Ancora tagli per gli italiani all’estero nella legge di Stabilità 2016. Appare veramente stucchevole l’ostinata difesa dell’attuale governo Renzi da parte degli eletti all’estero militanti nelle file del Pd. Ci troviamo di fronte ad una  volontaria e strumentale negazione dell’evidenza, contrassegnata da una politica di disinteresse e di penalizzazione nei confronti di tutte le tematiche inerenti il mondo dell’emigrazione italiana, che diventa una vera e propria  provocazione nei confronti di tutti gli italiani all’estero e dei loro elettori.

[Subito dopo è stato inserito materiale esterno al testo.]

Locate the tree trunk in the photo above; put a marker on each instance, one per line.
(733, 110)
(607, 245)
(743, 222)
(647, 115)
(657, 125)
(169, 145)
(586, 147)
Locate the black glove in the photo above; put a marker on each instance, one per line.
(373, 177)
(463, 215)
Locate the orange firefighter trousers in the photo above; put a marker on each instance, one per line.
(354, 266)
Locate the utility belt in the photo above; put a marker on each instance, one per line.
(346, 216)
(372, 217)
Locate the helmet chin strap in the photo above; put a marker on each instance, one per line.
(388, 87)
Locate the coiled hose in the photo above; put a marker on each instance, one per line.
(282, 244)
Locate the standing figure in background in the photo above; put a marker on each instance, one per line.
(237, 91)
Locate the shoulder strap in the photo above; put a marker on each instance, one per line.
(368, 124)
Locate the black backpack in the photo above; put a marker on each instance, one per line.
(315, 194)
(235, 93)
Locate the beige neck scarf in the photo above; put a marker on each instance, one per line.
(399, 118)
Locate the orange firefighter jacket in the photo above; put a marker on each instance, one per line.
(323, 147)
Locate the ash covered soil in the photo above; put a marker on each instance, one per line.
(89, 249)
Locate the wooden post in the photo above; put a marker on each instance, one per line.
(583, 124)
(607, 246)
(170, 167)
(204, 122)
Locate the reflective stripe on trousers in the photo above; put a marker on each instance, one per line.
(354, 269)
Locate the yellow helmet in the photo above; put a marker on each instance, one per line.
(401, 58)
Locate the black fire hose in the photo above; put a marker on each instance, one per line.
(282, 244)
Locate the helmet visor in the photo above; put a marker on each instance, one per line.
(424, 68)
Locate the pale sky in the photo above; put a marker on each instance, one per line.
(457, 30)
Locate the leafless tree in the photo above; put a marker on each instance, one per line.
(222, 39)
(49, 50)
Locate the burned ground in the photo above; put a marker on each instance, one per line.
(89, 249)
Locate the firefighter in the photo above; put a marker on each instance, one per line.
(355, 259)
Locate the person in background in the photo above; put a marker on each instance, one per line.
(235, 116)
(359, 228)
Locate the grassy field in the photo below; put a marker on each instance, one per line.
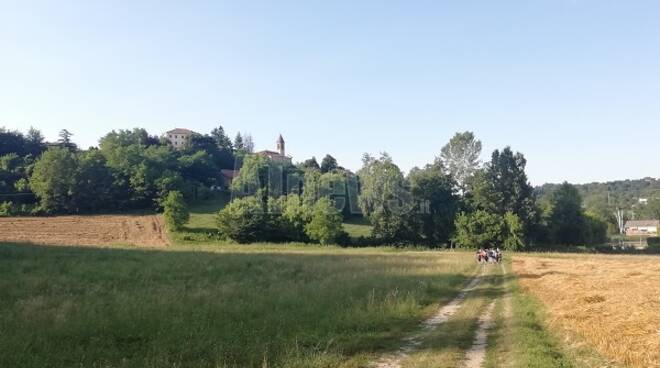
(256, 306)
(202, 302)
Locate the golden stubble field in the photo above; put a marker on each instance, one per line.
(612, 302)
(99, 230)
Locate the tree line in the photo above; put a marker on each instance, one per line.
(129, 170)
(453, 200)
(456, 199)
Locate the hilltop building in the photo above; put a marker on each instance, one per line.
(179, 137)
(279, 155)
(642, 227)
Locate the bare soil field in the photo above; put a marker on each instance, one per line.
(612, 302)
(148, 231)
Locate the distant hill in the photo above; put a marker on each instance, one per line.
(602, 198)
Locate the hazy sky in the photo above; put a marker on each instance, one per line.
(574, 85)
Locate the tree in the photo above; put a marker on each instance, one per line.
(222, 159)
(35, 142)
(502, 187)
(461, 157)
(65, 139)
(221, 139)
(567, 221)
(326, 222)
(328, 164)
(311, 164)
(239, 146)
(93, 190)
(479, 229)
(175, 211)
(384, 198)
(248, 143)
(296, 216)
(22, 145)
(433, 192)
(53, 180)
(243, 220)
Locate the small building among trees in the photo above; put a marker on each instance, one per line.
(278, 156)
(179, 137)
(642, 227)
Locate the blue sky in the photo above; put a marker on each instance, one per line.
(574, 85)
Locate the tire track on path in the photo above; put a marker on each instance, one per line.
(412, 343)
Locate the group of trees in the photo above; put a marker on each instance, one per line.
(129, 170)
(454, 199)
(617, 201)
(278, 201)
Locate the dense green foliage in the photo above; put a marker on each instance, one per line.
(129, 170)
(385, 199)
(432, 190)
(244, 220)
(603, 200)
(483, 229)
(453, 198)
(175, 211)
(461, 157)
(568, 223)
(325, 225)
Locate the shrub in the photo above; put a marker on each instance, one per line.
(325, 225)
(243, 220)
(295, 216)
(176, 212)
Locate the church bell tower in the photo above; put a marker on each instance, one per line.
(280, 146)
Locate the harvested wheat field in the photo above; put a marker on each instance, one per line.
(612, 302)
(146, 231)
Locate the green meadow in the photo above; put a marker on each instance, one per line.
(255, 306)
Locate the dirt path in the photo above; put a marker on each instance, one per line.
(477, 354)
(411, 344)
(146, 231)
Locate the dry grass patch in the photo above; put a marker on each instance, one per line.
(101, 230)
(613, 302)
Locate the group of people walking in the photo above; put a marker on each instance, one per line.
(490, 255)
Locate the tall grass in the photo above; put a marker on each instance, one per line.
(252, 306)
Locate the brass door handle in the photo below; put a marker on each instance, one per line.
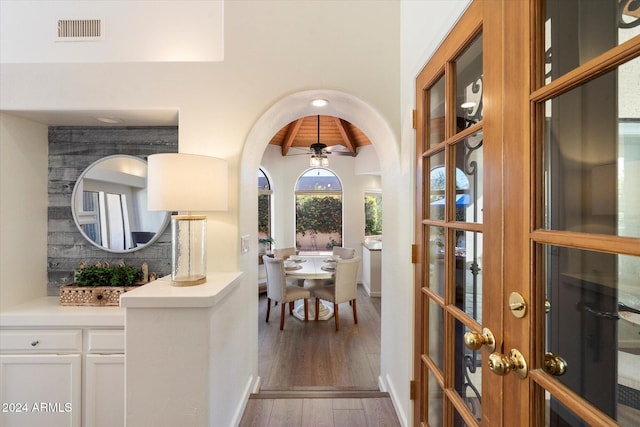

Gli eletti del Pd, per compensare le frustrazioni dovute agli insuccessi derivanti dalle misure penalizzanti adottate  dal governo Renzi (corsi di lingua e cultura, rete consolare, Imu, istituti di cultura, Comites, CGIE e quant’altro), trovano nel presunto loro apporto al governo per il rinnovo del Paese l’autogiustificazione del loro operato e della loro presenza in Parlamento, pur rendendosi conto di essere strumentalizzati per altri fini che esulano dal contesto per il quale sono stati eletti, consapevoli e responsabili dei gravi danni che tali misure arrecano agli italiani all’estero ed ai loro elettori, che vedono i loro interessi trattati come merce di scambio soprattutto per interessi di parte. E’ questo il modo di rappresentare gli italiani nel mondo a Roma? Domanda retorica, ovviamente.